Nehru was personally an honest person. If you read MO Mathai's book 'Reminiscences of the Nehru Age’, you would come across many examples of his uprightness. MO Mathai was his PA. Like when Mathai suggested to him that he could deduct expenses for typing and other such incidentals from his income from sale of his books when filing income-tax returns to get deduction that was legally permissible, Nehru answered in the negative saying that when he had not incurred the expenses how could he seek deduction, even if legally allowed.

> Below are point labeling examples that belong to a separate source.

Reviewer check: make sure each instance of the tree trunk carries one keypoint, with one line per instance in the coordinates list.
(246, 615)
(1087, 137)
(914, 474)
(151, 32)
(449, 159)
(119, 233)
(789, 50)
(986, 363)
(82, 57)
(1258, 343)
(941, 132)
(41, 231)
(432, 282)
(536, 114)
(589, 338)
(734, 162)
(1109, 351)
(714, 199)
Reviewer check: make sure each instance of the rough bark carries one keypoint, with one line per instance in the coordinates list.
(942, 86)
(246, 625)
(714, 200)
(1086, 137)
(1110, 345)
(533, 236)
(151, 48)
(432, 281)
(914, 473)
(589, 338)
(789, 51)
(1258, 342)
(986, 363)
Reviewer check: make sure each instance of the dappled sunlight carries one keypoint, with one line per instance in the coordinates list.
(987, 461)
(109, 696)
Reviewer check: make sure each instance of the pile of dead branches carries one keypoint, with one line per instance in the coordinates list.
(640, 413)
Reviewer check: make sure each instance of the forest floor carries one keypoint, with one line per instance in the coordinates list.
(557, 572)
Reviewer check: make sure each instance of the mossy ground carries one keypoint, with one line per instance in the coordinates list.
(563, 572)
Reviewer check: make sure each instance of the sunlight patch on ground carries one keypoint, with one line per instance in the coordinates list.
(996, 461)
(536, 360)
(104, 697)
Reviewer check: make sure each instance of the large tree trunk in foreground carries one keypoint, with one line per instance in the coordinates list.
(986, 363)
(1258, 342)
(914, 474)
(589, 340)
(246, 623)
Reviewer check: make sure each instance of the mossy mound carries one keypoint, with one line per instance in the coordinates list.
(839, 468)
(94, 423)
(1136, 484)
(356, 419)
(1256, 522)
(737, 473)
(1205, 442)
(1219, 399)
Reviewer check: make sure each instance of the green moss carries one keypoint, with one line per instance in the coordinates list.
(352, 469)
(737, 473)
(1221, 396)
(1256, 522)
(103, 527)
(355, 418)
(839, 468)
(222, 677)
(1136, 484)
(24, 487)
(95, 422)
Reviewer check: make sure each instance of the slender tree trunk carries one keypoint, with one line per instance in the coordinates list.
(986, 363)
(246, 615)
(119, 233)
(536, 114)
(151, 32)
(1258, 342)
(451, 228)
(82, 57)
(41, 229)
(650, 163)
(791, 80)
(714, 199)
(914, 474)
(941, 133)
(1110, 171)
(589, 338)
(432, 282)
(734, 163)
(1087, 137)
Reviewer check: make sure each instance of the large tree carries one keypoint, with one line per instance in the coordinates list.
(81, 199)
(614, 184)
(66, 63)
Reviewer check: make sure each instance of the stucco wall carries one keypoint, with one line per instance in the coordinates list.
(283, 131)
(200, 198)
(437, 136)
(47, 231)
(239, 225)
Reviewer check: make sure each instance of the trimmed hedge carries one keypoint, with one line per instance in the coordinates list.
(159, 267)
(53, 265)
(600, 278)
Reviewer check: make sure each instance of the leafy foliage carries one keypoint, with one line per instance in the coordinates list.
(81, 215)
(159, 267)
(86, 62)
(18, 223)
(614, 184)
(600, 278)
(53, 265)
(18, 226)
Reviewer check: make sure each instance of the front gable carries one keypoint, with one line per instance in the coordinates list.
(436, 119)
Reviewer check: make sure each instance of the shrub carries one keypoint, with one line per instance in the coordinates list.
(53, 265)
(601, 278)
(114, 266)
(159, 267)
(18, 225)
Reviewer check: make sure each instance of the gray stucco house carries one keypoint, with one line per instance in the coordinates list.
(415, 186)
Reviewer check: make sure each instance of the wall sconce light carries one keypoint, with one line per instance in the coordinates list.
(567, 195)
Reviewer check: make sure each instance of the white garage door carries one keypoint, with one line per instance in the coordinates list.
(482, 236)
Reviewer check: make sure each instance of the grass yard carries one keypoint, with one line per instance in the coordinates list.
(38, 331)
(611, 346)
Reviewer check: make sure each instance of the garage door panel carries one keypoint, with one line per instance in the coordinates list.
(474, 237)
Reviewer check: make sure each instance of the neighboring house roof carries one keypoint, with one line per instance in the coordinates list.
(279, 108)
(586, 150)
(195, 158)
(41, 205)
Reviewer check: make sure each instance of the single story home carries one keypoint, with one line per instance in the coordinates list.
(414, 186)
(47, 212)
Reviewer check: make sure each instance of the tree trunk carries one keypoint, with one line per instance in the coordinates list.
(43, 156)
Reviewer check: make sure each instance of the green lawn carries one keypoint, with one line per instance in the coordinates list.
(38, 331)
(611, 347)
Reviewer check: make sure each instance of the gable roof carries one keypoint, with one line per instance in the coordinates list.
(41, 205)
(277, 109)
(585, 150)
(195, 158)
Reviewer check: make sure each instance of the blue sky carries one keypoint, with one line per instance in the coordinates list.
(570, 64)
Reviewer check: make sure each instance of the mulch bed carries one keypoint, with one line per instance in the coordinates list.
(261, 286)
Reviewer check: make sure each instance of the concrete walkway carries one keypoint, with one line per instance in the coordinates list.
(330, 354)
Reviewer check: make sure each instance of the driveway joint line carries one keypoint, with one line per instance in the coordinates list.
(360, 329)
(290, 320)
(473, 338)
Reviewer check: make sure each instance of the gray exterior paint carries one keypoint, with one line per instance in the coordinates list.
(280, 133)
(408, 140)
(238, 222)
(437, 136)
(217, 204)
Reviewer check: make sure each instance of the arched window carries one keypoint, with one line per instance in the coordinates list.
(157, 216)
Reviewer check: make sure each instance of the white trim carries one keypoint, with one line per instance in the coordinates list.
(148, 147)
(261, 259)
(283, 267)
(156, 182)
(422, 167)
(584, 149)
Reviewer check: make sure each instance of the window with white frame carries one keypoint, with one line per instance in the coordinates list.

There is another good example from Kuldip Nayar's 'Beyond the Lines': "This incident might prick the conscience of today's leaders. Bhim Sen Sachar, then chief minister of Punjab, approached Nehru with an embarrassing request. Vijayalakshmi Pandit had stayed at the Shimla Circuit House, then part of Punjab, and had not paid the bill of Rs 2500. Sachar was told by his governor, C. Trivedi, to put the expense under some miscellaneous state government account. However, Sachar was a stickler for propriety. Nehru said that he could not clear the bill at one go but would pay the Punjab government in instalments. Nehru sent the amount in five instalments, each time drawing a cheque on his personal account."
Unfortunately, Nehru allowed others to be corrupt-reminds one of Manmohan Singh!
There are a host of books that eulogise Nehru. What can be mentioned here would be a drop in the ocean. However, this book seeks to highlight the vital and critical aspects about Nehru that are often swept under the carpet. Nehruvian blunders are summarised in this book, but they are not covered in detail. For details, please read the book "Foundations of Misery: Blunders of the Nehruvian Era" (www.rkpbooks.com), available on Amazon both in the digital and in paperback edition.
'Blunders' in this book is used as a general term to also include failures, neglect, wrong policies, bad decisions, despicable and disgraceful acts, usurping underserved posts, etc.